Lee, S. H., P. D. Williams, and T. H. A. Frame, 2019: Increased shear in the North Atlantic upper-level jet stream over the past four decades. Nature, https://doi.org/10.1038/s41586-019-1465-z.
- What is the key result of the study?
Our study shows that the annual-mean vertical west-to-east (zonal) wind shear over the North Atlantic at aircraft cruising altitudes (within the jet stream) has increased by 15% (with a range of 11-17%) over the last four decades (1979-2017).
- What is vertical wind shear?
Vertical wind shear is the name given to the change in wind speed (or direction) with height. In our study, we consider the change in the speed of the west-to-east (“zonal”) wind with height.
- What data were used to get these results?
We used three reanalysis datasets (ERA-Interim, JRA-55, and NCEP/NCAR). These are our best estimates of the past evolution of the atmosphere, based on observations.
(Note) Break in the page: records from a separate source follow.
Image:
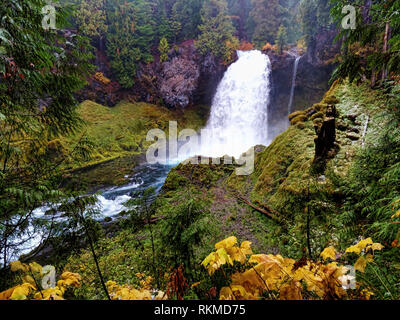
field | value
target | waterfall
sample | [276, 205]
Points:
[239, 112]
[296, 65]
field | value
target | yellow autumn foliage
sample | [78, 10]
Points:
[128, 292]
[31, 277]
[227, 251]
[277, 277]
[365, 244]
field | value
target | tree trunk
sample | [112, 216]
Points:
[385, 49]
[373, 77]
[242, 34]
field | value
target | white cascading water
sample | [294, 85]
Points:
[239, 112]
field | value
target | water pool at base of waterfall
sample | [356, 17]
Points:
[237, 122]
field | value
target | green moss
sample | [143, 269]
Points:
[296, 114]
[297, 119]
[120, 133]
[318, 115]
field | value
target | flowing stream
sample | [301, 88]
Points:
[238, 121]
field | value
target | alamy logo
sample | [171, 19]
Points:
[49, 16]
[349, 21]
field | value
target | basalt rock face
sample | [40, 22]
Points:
[312, 81]
[186, 78]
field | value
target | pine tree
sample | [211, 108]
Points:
[216, 30]
[91, 19]
[37, 86]
[266, 15]
[163, 48]
[281, 39]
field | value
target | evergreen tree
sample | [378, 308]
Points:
[216, 30]
[281, 39]
[373, 47]
[91, 19]
[187, 14]
[266, 15]
[38, 81]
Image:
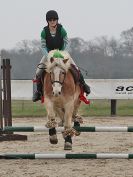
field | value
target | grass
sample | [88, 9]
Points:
[96, 108]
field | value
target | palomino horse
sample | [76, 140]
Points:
[61, 94]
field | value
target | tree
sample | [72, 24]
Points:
[127, 41]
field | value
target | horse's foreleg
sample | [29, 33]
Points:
[51, 122]
[77, 119]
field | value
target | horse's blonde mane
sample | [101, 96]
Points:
[58, 60]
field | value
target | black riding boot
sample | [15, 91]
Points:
[38, 93]
[85, 87]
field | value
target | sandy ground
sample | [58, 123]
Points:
[87, 142]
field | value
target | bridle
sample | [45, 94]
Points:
[58, 81]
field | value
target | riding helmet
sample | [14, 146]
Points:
[51, 14]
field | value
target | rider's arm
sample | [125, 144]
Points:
[43, 44]
[65, 38]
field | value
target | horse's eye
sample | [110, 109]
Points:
[63, 72]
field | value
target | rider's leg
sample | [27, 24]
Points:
[40, 69]
[85, 87]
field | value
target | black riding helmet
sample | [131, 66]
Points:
[51, 14]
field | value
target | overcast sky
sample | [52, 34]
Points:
[25, 19]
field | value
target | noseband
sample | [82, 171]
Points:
[61, 83]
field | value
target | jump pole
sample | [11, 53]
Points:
[68, 156]
[5, 103]
[60, 129]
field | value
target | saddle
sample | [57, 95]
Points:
[75, 73]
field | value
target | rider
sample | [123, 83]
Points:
[53, 36]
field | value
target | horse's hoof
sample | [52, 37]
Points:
[53, 139]
[68, 146]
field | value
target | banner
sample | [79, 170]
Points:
[110, 88]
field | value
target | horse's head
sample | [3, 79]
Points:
[57, 66]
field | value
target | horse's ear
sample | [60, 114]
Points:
[51, 59]
[65, 60]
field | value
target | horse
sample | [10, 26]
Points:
[61, 93]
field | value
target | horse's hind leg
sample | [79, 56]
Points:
[51, 123]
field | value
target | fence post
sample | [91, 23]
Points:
[1, 111]
[113, 107]
[5, 108]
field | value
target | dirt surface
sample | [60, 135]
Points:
[92, 142]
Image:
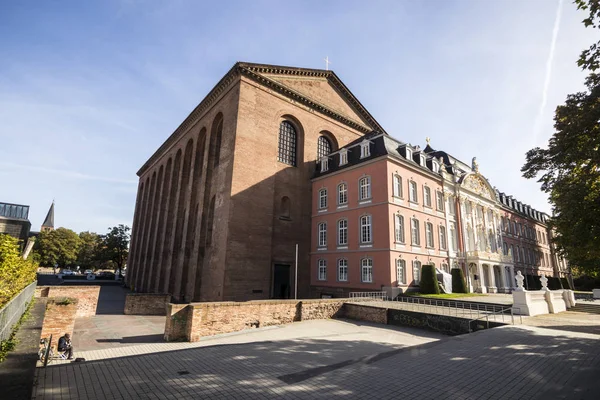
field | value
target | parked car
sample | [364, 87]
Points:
[105, 275]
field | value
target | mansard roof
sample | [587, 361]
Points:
[263, 74]
[380, 144]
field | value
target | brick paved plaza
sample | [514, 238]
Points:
[338, 359]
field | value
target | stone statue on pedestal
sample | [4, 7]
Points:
[519, 278]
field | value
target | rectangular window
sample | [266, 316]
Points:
[443, 243]
[365, 229]
[412, 188]
[343, 157]
[414, 231]
[323, 198]
[427, 196]
[342, 194]
[429, 234]
[397, 186]
[401, 272]
[343, 232]
[322, 270]
[399, 228]
[323, 234]
[417, 272]
[365, 188]
[343, 270]
[367, 270]
[439, 201]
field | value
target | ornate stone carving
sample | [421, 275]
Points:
[476, 184]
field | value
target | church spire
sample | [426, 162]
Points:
[48, 224]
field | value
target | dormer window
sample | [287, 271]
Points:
[324, 164]
[343, 157]
[365, 150]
We use data from 1979 onwards, as satellites have been routinely used to monitor the state of the atmosphere since then, increasing the reliability of the data.
- Why has wind shear increased?
On large scales like the North Atlantic, the vertical wind shear is driven by the difference in temperature as you move from the equator to the pole. When this is larger, the wind shear is larger. At aircraft cruising altitudes (around 34,000 feet), this temperature difference has increased, causing an increase in wind shear.
- Why has the temperature difference increased at aircraft cruising altitudes?
At low latitudes (less than about 50N), temperatures are warming at this level in response to increasing greenhouse gases. Poleward of 50N, temperatures are in fact cooling. At these latitudes, this level (34,000 feet) is in the stratosphere, not the troposphere where we live. Increasing greenhouse gas concentrations actually cause this layer of the atmosphere to cool. There is also a cooling effect from a decline in concentrations of ozone.
- Why should we care?
Wind shear is a key driver of clear-air turbulence (CAT), which is a significant aviation hazard as it is invisible and difficult to predict. Turbulence in general has been found to play a role in the majority of weather-related aviation incidents. Climate models project a large increase in CAT over the North Atlantic under future climate change (Storer et al. 2017). Our study shows observation-based evidence that a key driver has already increased by a large amount, supporting these projections.
- The study finds shear has increased. Have encounters with turbulence increased?
Unfortunately, it is very difficult to say this with any degree of confidence. Over the last four decades, airplane designs have changed, flight numbers have increased, and we are now able to identify regions of possible turbulence and avoid them – so it is difficult to produce any consistent record of turbulence observations. However, our study suggests it may have, as a key driver has increased by a large amount.
- So, is the jet stream strengthening or weakening?
We find that, in the lowermost ~5 km or so, the temperature difference between the equator and pole is weakening, thanks to the rapidly warming Arctic. This contrasts with the increasing difference at higher levels. We find that these effects are approximately equal and opposite, like a balanced tug-of-war. The overall speed of the jet stream aloft depends on the total effect (the vertical integral), so there has been no significant change to the speed of the jet stream at aircraft cruising altitudes. As our study only looks at the annual-mean, it is possible that different weakening or strengthening trends occur in different seasons, as other studies have found.
- Is the jet stream becoming wavier?
We do not look at this in our study. Some previous studies have suggested this, primarily as a result of the decreasing temperature difference in the lower part of the atmosphere. Our results neither prove nor disprove these findings.
- What does this mean for the future?
We focus on what has been observed to occur, rather than what is projected. However, most studies suggest the upper-level “tug” will win, leading to a strengthening jet stream, with impacts on transatlantic flight times (Williams 2016). As increasing greenhouse gas emissions continue to increase temperatures in the troposphere and cool those in the stratosphere, we expect shear to continue to increase at flight levels (though large interannual variability is likely), consistent with model projections of increasing turbulence.